Foto:Dok. Istimewa
Jakarta,TM – Rumah Sakit Pusat Pertahanan Negara (RSPPN) Panglima Besar Soedirman Kementerian Pertahanan bersama Tentara Nasional Indonesia (TNI) mendirikan posko kesehatan di Kecamatan Manyak Payed, Kabupaten Aceh Tamiang, Aceh.
Langkah ini merupakan bagian dari upaya membantu masyarakat pascabencana dengan layanan kesehatan gratis dan terpadu.
Satgas Bencana Alam RSPPN Kemhan, Astri Kusuma Dewi, menjelaskan bahwa penyakit yang paling banyak ditemukan di lapangan meliputi infeksi saluran pernapasan atas, diare, sakit pinggang, hingga hipertensi.
Posko kesehatan yang berlokasi di Batalyon 111 Dharma Bakti ini setiap harinya melayani 50 hingga 100 pasien.
Selain pelayanan di posko, tim kesehatan juga bergerak secara mobile ke sejumlah desa terdampak, seperti Desa Majapahit, Desa Bandar Maligai, dan Desa Rumoh.

“Kami lakukan selang-seling. Hari ini di posko kesehatan, besoknya kami keliling,” ujar Astri yang memiliki spesialis rehabilitasi medik, Minggu (4/1).
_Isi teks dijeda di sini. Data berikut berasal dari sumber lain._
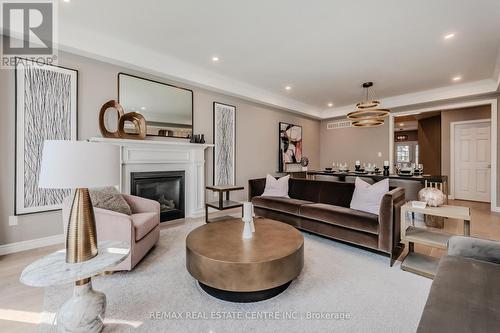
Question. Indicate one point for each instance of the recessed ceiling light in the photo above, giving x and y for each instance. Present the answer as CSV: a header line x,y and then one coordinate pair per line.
x,y
449,36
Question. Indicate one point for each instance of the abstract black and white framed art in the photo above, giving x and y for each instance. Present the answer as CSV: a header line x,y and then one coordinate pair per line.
x,y
225,144
46,109
290,143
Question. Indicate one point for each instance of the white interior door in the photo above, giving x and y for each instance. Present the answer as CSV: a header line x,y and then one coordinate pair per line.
x,y
472,161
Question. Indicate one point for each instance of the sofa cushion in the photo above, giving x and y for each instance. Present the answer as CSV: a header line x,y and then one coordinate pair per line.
x,y
286,205
367,197
464,297
276,187
341,216
144,223
110,199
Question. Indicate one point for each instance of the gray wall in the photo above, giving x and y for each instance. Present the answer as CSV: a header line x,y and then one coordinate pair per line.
x,y
350,144
354,143
256,140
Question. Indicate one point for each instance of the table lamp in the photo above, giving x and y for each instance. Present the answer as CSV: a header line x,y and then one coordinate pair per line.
x,y
79,165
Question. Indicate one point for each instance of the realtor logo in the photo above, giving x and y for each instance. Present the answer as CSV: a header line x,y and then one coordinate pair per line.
x,y
28,31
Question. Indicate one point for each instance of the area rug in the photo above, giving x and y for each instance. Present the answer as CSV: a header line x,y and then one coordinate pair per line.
x,y
341,289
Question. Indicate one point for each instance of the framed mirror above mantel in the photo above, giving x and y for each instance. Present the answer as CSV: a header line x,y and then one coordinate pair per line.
x,y
168,109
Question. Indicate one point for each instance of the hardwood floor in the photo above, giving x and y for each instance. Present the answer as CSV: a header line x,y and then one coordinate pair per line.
x,y
21,306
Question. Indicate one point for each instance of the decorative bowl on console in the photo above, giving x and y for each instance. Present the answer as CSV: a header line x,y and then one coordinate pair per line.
x,y
433,196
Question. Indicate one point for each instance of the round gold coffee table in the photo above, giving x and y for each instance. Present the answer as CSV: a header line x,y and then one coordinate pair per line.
x,y
233,269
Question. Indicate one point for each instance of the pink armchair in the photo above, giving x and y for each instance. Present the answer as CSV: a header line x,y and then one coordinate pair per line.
x,y
141,229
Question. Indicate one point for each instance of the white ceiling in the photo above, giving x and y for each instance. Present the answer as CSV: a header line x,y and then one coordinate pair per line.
x,y
323,49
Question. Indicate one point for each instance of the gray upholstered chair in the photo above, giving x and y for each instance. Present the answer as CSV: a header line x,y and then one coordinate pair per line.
x,y
141,229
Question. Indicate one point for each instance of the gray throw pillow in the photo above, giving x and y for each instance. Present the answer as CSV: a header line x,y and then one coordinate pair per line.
x,y
109,198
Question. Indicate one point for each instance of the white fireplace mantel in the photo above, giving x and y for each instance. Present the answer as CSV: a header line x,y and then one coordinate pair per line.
x,y
156,155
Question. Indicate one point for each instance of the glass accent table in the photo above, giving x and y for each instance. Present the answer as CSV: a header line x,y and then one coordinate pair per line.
x,y
84,311
419,263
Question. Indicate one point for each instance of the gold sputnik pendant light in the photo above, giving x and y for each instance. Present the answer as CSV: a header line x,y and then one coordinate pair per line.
x,y
368,113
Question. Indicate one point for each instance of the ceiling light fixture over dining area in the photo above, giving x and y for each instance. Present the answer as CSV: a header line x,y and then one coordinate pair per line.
x,y
368,113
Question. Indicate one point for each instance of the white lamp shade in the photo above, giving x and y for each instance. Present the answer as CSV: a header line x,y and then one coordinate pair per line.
x,y
79,164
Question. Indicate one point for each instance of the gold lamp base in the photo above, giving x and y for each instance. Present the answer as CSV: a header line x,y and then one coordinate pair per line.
x,y
81,238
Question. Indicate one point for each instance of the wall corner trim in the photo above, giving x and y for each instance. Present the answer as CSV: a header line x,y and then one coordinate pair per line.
x,y
31,244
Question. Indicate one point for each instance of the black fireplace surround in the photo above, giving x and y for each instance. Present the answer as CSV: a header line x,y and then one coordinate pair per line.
x,y
166,187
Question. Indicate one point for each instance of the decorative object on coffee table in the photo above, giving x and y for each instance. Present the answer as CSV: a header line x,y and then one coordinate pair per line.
x,y
248,214
290,140
52,117
386,168
222,204
238,270
433,196
224,130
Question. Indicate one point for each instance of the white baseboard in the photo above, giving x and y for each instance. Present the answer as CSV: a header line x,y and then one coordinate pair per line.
x,y
31,244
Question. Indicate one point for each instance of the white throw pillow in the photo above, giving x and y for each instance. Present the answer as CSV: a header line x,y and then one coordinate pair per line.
x,y
367,197
276,187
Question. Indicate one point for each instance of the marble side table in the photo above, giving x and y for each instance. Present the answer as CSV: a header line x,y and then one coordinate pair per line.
x,y
84,311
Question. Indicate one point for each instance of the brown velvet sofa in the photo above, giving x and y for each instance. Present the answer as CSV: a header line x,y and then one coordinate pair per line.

Baca Juga: Menhan Sjafrie Bentuk Satgas Kuala untuk Pemulihan Wilayah Terdampak Bencana
Dokter umum Puskesmas Manyak Payed menambahkan bahwa kasus pascabencana yang sering muncul antara lain diare, demam, hingga muntah. Semua pasien, jelasnya, dapat ditangani dengan baik berkat dukungan obat-obatan yang jumlahnya memadai dan stoknya melimpah.
Selain mendirikan posko, tim kesehatan RSPPN dan TNI juga melakukan pemeriksaan kesehatan secara door-to-door untuk menjangkau warga yang kesulitan datang ke fasilitas kesehatan. Pendekatan ini memastikan tidak ada masyarakat terdampak yang terlewat dari layanan medis.
Kehadiran posko kesehatan mendapat sambutan positif dari warga.
“Alhamdulillah bisa ada obat untuk anak-anak,” ungkap seorang ibu penerima layanan kesehatan.
Pendirian Posko Kesehatan di Aceh Tamiang menjadi bukti nyata komitmen RSPPN Kemhan dan TNI dalam memberikan pelayanan kesehatan pascabencana.
Sinergi ini tidak hanya mempercepat pemulihan masyarakat, tetapi juga memperkuat ketahanan sosial dan rasa aman di wilayah terdampak.